Penfold Shush!
There is only one Danger Mouse.
A legal dispute has led one of pop music's most exciting artists to take a novel approach to the release of his latest work: the album is a blank recordable CD on to which buyers can record illegally-downloaded versions of the album. Fans of Danger Mouse can buy a luxurious package of a poster and a book of photographs by cult …
It was about a certain mouse superhero.
So EMI are killing music and innovation.
Well who would have thought it?
I would love a danger mouse Icon but I guess it could be misinterpreted as some musician that I have never heard of.
So make do with a Paris although I hate to scrap the bottom of the barrel
This looks like a very good marketing exercise.
Who is printing and providing the distribution of the album with no music? EMI perhaps?
It seems a great deal of publicity has been created by an artist and record company who are well aware of the availability of free downloads and have the opportunity here to actually recoup some money by falling back on the old style physical product.
It is like the Emperor's new clothes and I would imagine there will be a great deal of self congratulating if they manage to pull it off.
The legal issues regarding the release are likely to be rights related, i.e. someone else wants paying for the use of their music. What a genius way of avoiding the payments. Sorry guv, we never sold it to the kids, look we even sent out a 1000 press releases telling the world we weren't selling it.
Look for an album by Dean Gray, called "American Edit", which contains many mashed up tracks and is, IMHO much better than American Idiot that it was based on. Oh, and by the way, sampling other peoples music to use on a track of your own isn't theft, even if you don't get the right holders permission, as long as the clip that's sampled is under a certain length (3 seconds IIRC)
Danger Mouse's output is about as exciting as a Sunday afternoon watching the repeats of Eastenders. There is nothing innovative about "mash ups" - Steinski and the Mass Media were doing the same thing back in the mid 1980's using the same kind of technology. As for claims that three second samples of copyrighted works are legal, that's not what was decided in court. The sample has to be insignificant in the sense that the original must not be recognisable. A three second sample of a drum pattern may be generic enough to fall into this classification, but the way Danger Mouse's mash ups use samples is clearly not. Frankly, if the talentless twat wants to do cover versions he should get some musicians in - the results might sound a bit less like a Jive Bunny novelty song.

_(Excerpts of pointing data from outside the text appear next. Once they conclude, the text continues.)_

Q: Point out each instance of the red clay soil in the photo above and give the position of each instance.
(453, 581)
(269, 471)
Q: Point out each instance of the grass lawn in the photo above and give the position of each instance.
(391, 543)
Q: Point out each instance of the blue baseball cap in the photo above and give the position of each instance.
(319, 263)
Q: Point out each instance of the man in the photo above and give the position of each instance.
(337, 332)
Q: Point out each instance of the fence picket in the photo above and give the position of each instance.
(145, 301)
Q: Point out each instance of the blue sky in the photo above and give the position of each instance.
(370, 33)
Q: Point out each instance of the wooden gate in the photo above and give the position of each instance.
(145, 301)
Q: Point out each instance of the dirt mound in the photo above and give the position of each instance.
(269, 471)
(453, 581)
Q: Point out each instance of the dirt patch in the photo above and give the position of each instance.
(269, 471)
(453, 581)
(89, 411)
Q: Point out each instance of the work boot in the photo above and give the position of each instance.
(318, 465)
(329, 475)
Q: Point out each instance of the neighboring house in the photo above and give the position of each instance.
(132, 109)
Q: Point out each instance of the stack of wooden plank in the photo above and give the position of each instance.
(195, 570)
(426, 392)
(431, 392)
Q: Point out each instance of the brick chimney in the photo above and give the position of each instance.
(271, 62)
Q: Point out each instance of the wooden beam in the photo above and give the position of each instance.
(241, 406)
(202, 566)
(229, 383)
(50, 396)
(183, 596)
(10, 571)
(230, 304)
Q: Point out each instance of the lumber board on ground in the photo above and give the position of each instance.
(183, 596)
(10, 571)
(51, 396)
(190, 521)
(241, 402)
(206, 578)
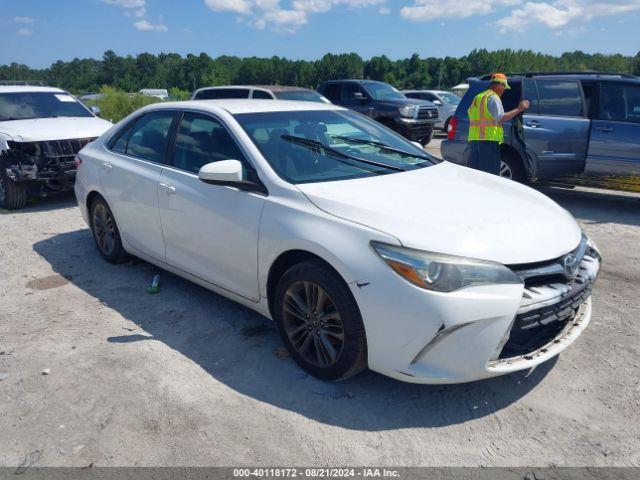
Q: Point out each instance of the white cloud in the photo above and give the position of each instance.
(145, 25)
(24, 20)
(428, 10)
(238, 6)
(27, 25)
(271, 13)
(561, 13)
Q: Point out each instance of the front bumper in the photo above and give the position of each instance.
(437, 338)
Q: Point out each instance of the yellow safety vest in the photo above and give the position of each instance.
(482, 126)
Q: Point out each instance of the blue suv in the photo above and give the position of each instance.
(581, 129)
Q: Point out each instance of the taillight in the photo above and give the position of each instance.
(451, 128)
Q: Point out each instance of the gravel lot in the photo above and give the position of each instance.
(186, 377)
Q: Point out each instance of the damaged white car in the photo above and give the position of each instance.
(41, 130)
(364, 249)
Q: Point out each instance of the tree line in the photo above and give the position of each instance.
(171, 70)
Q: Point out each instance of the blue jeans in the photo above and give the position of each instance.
(485, 156)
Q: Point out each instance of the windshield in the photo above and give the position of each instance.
(383, 91)
(329, 145)
(27, 105)
(450, 98)
(301, 95)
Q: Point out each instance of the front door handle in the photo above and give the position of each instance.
(168, 189)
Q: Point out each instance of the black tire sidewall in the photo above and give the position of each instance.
(118, 253)
(353, 356)
(517, 172)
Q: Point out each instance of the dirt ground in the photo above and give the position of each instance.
(94, 370)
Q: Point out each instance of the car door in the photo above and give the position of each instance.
(556, 127)
(130, 178)
(614, 145)
(210, 231)
(355, 98)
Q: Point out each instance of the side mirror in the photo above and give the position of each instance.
(229, 173)
(221, 173)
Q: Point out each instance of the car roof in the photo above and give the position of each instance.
(272, 88)
(28, 88)
(244, 105)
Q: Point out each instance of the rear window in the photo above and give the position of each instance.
(219, 93)
(559, 97)
(332, 92)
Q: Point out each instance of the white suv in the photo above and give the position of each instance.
(364, 249)
(41, 130)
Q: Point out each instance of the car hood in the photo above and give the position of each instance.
(59, 128)
(407, 101)
(455, 210)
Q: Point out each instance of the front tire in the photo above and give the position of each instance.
(511, 168)
(428, 137)
(13, 195)
(320, 322)
(105, 232)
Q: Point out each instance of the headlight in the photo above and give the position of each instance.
(409, 111)
(440, 272)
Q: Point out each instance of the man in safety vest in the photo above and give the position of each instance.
(486, 116)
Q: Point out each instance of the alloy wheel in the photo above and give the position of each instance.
(313, 324)
(104, 229)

See Wikipedia's cite notes. Here is a link in case it changes:
http://en.wikipedia.org/w/index.php?title=Danger_Mouse_and_Sparklehorse_Present:_Dark_Night_of_the_Soul&oldid=290905110
@Peter Foulkes: Danger Mouse is distributing it himself from his website www.dnots.com. No EMI involved.
...That all musicians should be locked up.
They all plagarise notes that have been used before and just play them in a different order. Thieves the lot of them!
They should either come up with some new notes or not be allowed to charge for their music.
:p
I can't comment on the artistic value of what this Mr Mouse produces, as have never listened to his stuff - I may check it out this evening when I get home (although the mention of Jay-Z puts me off). In general though, DJs do not get enough credit for their work.
A good DJ uses samples from prior work, but they do something different and innovative with it. They create something new and often something that appeals to an entirely different audience to the original work they 'stole'. That being the case the person that produced the original has not lost out in any way, so how exactly are they being wronged?
There does obviously have to be some common sense - Playing huge chunks of an existing work with minimal modification is clearly not adding anything significant and IS just plagarism, but all too often people with no taste for or understanding of dance music just dismiss DJs as parasites. That's bollocks. A good DJ is every bit as much a musician as the bloke the played the guitar or sang the lyric he samples/remixes.
Interesting video here on how one 6 second drum loop is the basis of whole genres of modern music:
http://www.youtube.com/watch?v=5SaFTm2bcac
If The Winstons had jealously guarded their creation and sued the hell out of anyone that reused it, the history of dance music would be very different and while some of you rocktards probably don't care, an awful lot of us feel the music world would be poorer as a result.
Now why would I waste $50 to buy an album that includes a free burnable disc when I can do the same with my own bought for less than .10 cents each and do it that way for free? After all you are promoting the method of getting your songs and/or others like it. Thanks but no thanks but still thanks for the idea that I can still get your content for free ;)
A fan that loves what you do and shall do so in its freest form.